/chop

Round matrix elements to lower precision in MATLAB

Primary LanguageMATLABBSD 2-Clause "Simplified" LicenseBSD-2-Clause

Chop - MATLAB code for rounding matrix elements to lower precision

About

chop is a MATLAB function for rounding the elements of a matrix to a lower precision arithmetic with one of several forms of rounding. Its intended use is for simulating arithmetic of different precisions (less than double) with various rounding modes. The input to chop should be single precision or double precision and the output will have the same type: the lower precision numbers are stored within a higher precision type.

The arithmetic formats supported are

  • 'q43', 'fp8-e4m3' - NVIDIA quarter precision (4 exponent bits, 3 significand (mantissa) bits),
  • 'q52', 'fp8-e5m2' - NVIDIA quarter precision (5 exponent bits, 2 significand bits),
  • 'b', 'bfloat16' - bfloat16,
  • 'h', 'half', 'fp16' - IEEE half precision (the default),
  • 's', 'single', 'fp32' - IEEE single precision,
  • 'd', 'double', 'fp64' - IEEE double precision,
  • 'c', 'custom' - custom format.

Subnormal numbers can be supported or not, and in the latter case they are flushed to zero.

Several rounding modes are supported:

  • Round to nearest using round to even last bit to break ties (the default).
  • Round towards plus infinity (round up).
  • Round towards minus infinity (round down).
  • Round towards zero.
  • Stochastic rounding - round to the next larger or next smaller floating-point number with probability proportional to the distance to those floating-point numbers.
  • Stochastic rounding - round to the next larger or next smaller floating-point number with equal probability.

Optionally, each element of the rounded result has, with a specified probability defaulting to 0.5, a randomly chosen bit in its significand flipped. This option is useful for simulating soft errors

A further option causes the exponent limit for the specified arithmetic to be ignored, so overflow, underflow, or subnormal numbers will be produced only if necessary for the data type of the input. This option is useful for exploring low precisions indepdent of range limitations.

Demonstration function:

  • demo-harmonic computes the harmonic series in several arithmetic formats using all the supported rounding modes.

Other M-file:

  • roundit is a function for rounding a matrix to have integer entries. It is used by chop and is not intended to be called directly.

Test functions:

  • test_chop is a test function for chop.
  • test_roundit is a test function for roundit.

Each test function should print "All tests successful!".

The function chop is a successor to a function of the same name in the The Matrix Computation Toolbox (also available on File Exchange).

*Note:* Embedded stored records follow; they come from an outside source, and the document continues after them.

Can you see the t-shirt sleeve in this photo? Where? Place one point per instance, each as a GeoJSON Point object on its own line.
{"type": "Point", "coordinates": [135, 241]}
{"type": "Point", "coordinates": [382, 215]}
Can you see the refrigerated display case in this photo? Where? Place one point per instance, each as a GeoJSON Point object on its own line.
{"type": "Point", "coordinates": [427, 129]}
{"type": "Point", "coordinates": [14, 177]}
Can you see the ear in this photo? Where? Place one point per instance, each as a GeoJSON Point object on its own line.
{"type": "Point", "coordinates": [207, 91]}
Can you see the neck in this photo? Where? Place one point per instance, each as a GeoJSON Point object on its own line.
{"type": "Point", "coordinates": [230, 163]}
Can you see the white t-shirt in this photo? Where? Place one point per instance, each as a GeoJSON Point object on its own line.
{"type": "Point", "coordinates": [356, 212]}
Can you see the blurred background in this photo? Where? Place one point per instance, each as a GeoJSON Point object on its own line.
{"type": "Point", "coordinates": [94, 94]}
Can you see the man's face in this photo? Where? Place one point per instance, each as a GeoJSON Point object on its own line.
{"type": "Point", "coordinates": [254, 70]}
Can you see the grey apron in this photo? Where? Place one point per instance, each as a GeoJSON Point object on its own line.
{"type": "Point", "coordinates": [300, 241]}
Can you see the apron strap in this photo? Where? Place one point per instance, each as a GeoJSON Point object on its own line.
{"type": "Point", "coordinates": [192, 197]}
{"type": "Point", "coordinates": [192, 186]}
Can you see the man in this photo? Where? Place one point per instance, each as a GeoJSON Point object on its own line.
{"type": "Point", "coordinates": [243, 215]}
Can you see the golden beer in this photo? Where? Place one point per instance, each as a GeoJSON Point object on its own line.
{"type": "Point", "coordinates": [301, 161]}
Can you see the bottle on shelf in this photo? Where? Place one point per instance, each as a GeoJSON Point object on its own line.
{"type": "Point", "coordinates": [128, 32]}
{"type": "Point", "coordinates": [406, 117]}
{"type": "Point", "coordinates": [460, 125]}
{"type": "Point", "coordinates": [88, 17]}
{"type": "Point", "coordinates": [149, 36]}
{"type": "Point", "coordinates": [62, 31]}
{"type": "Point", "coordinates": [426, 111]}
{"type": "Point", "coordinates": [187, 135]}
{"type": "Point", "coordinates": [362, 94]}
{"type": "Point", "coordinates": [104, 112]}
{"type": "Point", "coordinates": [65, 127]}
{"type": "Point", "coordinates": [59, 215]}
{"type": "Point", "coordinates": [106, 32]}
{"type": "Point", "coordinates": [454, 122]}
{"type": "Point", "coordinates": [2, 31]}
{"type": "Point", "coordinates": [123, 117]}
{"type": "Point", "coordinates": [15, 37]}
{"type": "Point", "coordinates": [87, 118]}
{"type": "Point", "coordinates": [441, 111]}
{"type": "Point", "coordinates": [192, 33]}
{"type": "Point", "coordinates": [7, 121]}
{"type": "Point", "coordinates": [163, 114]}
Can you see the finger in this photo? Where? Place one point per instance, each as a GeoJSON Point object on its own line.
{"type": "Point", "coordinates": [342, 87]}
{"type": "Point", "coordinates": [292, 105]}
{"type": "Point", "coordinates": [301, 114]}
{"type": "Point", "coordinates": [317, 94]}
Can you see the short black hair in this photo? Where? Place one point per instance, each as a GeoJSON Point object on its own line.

The test function test_chop needs the function float_paramsfrom the repository float_params. That function is included in this repository for convenience, but may not be the latest version.

Usage

There are two main usages of chop. First, one can pass options with every call:

options.format = 's'; options.round = 5; options.subnormal = 1; 
...
A(i,j) = chop(A(i,j) - chop(A(i,k) * A(k,j),options),options);

Here, options.format = 's' specifies that the precision is single, options.round = 5 specifies stochastic rounding, mode 1 and options.subnormal = 1 specifies that subnormal numbers are not flushed to zero. For full details of the options see the help lines in chop.m.

The above usage is rather tedious and produces cluttered code. Instead we can set up the arithmetic parameters on a call of the form chop([],options) and exploit the fact that subsequent calls with just one input argument will reuse the previously specified options:

options.format = 's'; options.round = 5; options.subnormal = 1; 
chop([],options)
...
A(i,j) = chop(A(i,j) - chop(A(i,k)*A(k,j))); 

The current value of options is stored inside the function (in a persistent variable, whose value is retained during the session until the function is cleared with clear chop and can be obtained with

[~,options] = chop

Requirements

The code was developed in MATLAB R2018b to R2020a and works with versions at least back to R2016a.

Reference

Nicholas J. Higham and Srikara Pranesh, Simulating Low Precision Floating-Point Arithmetic, SIAM J. Sci. Comput., 41(4):A2536-A2551, 2019.

Related

A C library CPFloat provides similar functionality to chop. It includes a MEX interface, and the MEX code can be faster than chop.

Acknowledgements

The code was written by Nick Higham and Sri Pranesh. Max Fasi and Mantas Mikaitis have contributed improvements. Ian McInerney contributed the quarter precision formats and the options.randfunc code.

License

See license.txt for licensing information.